Di

09

Mär

2010

Die Zukunft der (Auto-)Mobilität. Antwort auf die Anfrage von KPMG, wie die "individuell nahhaltige Zukunft des Autos" aussieht

Machen wir uns nichts vor. Die Zukunft bei Automotive wird eine grüne Zukunft sein oder wir haben es nicht wirklich mit substanziellen Innovationen zu tun. Die Automobilindustrie hat seit den 1990er Jahren verschlafen, in Richtung eines postfossilen Fahrzeugkonzeptes die Weichen zu stellen. Von unseren Prognosemodellen ausgehend, die sich auf Megatrends stützen (also die relevanten Veränderungen in Wirtschaft und Gesellschaft innerhalb der nächsten rund 30 Jahre) ist von Folgendem auszugehen:

1.) Individualisierung und Neo-Ökologie

In den nächsten Jahren muss eine Balance zwischen zwei substanziellen Anforderungen gefunden werden: der Individualisierung des Fahrens (was nach wie vor in unserer Mobilitätskultur nicht wegzudenken ist) und den Anforderungen der Neo-Ökologie.  

 

2.) Postfossiler Mobilitätskonsum

Viele Menschen beginnen jetzt erst über Kosten und Konsequenzen ihrer Mobilität nachzudenken. Sie merken erst jetzt, dass sie Mobilität "konsumieren". Dieser konsequenzenreiche Mental Shift  stellt Automobilität gleichzeitig in Frage und sucht nach neuen Wegen. Die wichtigsten Innovationen bei Automotive werden m. E. deswegen auch hier ansetzen: dem Nutzer das Gefühl eines nachhaltigeren, smarten Mobilitätskonsums zu geben. Dazu gehören: Downsizing der Fahrzeuge, die gleichzeitig ökologisch "intelligenter" werden, neue Sharing-Modelle, mit denen einige Leihfirmen bereits begonnen haben. 

 

3.) Ein neuer gesellschaftlicher Ort für das Auto

Grundsätzlich geht es, bedenkt man die Zukunft des Autos, darum: Innerhalb der nächsten zehn Jahre werden wir einen Bedeutungsverlust des PKW in unserer Kultur erleben, der längst schon eingesetzt hat.
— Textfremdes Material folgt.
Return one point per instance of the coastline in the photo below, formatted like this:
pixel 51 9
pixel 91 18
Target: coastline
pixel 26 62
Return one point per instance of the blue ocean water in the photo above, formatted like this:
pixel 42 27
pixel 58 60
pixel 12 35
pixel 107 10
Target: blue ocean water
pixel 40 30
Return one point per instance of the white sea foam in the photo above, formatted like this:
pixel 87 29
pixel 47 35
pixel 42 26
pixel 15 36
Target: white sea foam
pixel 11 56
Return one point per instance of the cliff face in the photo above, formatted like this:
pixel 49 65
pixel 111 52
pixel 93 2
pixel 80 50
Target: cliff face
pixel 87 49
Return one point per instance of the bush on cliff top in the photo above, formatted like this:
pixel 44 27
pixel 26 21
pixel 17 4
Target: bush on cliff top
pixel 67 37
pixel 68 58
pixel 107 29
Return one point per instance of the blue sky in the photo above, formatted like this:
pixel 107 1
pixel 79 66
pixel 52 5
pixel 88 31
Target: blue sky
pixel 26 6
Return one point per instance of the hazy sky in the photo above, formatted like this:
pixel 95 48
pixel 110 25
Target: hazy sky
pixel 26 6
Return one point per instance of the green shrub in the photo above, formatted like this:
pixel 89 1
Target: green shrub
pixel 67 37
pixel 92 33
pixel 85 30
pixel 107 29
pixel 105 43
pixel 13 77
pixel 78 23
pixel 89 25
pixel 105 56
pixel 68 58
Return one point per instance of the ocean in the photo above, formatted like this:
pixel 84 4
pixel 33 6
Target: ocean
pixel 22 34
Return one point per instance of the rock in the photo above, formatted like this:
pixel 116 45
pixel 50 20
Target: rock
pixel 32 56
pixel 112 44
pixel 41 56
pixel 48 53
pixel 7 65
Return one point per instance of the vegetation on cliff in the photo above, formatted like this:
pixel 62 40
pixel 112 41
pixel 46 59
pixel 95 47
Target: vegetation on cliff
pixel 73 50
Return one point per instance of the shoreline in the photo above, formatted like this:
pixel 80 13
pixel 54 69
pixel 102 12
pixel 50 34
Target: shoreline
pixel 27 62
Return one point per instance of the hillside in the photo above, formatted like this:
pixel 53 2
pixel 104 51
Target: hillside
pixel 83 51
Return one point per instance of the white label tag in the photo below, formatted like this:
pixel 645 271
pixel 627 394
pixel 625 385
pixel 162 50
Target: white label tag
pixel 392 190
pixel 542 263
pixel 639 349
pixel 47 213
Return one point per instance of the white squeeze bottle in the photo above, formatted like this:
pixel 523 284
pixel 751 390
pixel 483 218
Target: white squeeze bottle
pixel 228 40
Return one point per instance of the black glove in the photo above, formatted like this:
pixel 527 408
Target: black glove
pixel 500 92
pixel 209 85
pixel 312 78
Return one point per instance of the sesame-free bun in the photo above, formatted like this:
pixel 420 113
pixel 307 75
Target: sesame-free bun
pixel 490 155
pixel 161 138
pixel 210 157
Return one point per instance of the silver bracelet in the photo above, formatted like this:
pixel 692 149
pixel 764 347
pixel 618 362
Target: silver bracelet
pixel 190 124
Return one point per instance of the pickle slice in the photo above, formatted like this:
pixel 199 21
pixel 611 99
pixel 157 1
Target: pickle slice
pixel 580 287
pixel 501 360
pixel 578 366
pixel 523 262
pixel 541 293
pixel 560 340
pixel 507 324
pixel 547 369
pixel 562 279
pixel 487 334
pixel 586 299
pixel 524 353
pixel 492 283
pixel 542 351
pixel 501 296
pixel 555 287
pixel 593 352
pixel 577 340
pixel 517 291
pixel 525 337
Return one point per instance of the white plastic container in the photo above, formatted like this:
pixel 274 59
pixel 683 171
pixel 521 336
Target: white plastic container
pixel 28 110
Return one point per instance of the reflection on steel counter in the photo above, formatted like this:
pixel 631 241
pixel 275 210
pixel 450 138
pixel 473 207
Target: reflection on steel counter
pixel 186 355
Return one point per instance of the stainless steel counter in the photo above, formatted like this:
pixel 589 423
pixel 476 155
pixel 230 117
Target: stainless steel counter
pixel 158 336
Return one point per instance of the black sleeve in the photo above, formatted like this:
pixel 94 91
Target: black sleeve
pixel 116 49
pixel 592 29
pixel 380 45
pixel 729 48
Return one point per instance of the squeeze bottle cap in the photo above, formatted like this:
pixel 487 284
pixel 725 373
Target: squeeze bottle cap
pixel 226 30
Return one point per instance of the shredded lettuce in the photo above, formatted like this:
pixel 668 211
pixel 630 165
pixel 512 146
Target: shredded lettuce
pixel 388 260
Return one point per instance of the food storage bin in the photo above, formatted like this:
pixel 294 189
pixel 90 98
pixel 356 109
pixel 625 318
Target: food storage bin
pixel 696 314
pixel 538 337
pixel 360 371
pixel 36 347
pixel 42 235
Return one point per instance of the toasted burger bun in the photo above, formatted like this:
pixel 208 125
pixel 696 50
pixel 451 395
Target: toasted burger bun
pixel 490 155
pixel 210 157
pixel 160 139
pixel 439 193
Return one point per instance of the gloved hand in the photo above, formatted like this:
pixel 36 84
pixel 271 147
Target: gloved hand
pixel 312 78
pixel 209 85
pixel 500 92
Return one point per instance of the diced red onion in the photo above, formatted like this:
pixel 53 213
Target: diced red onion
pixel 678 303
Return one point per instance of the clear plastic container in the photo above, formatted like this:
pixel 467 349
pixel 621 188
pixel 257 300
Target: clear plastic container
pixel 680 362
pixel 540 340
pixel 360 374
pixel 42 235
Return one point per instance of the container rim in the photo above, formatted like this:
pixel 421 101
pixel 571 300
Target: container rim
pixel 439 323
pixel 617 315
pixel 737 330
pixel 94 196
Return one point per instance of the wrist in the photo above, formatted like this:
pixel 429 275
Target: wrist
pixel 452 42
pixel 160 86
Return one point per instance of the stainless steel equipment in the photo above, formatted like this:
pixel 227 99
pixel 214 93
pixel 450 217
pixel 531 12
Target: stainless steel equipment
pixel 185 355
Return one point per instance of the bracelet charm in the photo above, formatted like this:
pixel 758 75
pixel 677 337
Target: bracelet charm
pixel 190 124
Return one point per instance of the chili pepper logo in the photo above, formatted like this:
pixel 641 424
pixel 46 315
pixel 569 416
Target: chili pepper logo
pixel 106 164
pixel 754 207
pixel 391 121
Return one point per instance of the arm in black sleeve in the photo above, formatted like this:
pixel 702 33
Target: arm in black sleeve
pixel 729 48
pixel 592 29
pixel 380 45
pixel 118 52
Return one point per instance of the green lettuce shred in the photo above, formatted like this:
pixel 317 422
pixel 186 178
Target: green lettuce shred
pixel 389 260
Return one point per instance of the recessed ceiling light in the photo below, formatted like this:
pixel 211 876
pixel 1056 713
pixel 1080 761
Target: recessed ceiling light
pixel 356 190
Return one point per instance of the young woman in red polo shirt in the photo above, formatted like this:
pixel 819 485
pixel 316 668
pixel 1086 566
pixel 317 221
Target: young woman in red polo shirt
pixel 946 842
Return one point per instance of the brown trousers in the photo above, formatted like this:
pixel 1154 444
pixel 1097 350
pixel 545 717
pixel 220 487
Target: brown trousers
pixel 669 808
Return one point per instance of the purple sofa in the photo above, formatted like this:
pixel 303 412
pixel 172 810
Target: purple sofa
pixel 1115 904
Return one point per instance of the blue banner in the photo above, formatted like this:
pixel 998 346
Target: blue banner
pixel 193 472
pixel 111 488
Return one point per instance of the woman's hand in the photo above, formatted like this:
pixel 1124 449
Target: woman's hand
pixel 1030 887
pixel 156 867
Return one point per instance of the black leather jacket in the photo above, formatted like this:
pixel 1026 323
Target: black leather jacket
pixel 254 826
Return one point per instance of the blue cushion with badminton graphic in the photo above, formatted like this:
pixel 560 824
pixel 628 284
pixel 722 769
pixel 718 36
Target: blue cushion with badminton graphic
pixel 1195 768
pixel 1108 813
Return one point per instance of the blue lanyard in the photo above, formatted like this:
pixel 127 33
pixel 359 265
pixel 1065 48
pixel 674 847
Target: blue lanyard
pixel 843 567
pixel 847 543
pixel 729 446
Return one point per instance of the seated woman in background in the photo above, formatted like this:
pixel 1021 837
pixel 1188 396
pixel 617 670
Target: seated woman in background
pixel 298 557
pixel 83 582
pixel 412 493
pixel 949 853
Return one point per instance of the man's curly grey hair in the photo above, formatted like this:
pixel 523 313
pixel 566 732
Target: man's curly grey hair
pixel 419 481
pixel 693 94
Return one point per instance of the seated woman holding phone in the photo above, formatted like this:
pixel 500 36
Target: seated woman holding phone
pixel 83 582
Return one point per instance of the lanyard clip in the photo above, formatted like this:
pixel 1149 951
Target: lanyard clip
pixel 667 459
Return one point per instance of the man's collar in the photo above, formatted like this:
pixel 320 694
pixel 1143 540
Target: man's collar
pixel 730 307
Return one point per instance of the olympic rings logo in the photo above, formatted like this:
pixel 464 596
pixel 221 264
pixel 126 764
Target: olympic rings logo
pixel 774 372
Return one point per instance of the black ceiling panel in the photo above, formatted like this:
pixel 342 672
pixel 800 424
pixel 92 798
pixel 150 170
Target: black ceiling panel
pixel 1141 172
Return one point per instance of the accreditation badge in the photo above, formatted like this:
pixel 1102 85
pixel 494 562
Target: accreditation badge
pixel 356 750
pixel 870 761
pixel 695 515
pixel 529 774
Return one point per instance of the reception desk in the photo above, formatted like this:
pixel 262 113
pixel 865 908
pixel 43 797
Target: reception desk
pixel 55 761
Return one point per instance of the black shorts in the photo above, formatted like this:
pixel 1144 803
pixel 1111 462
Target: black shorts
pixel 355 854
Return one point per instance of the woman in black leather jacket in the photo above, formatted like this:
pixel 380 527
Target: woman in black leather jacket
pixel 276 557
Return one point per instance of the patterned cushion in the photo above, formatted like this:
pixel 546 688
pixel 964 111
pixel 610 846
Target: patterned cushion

Gerade bei jüngeren Generationen lässt sich das deutlich ablesen. Automobilität wird "pragmatisiert", es wird Teil eines komplexen Mobilitätsmixes. Junge urbane Eliten brauchen keinen benzingeschwängerten Fuhrpark mehr, sondern Mobilitätsoptionen. Sie nutzen Autos anders als ihre Eltern, sie leihen Autos auch vollkommen anders als der klassische Firmenkunde. 

 

4.) Auto als Vehikel der Sinnmärkte

Das sind die großen Herausforderungen bei Automotive: Weniger was an Entertainment drinne ist, hat Bedeutung - vielmehr wie das Auto an einem neuen gesellschaftlichen Ort eine neue Bedeutung nach außen bekommt. Wer das am ehesten begreift, wird in den nächsten Jahren den Markt machen.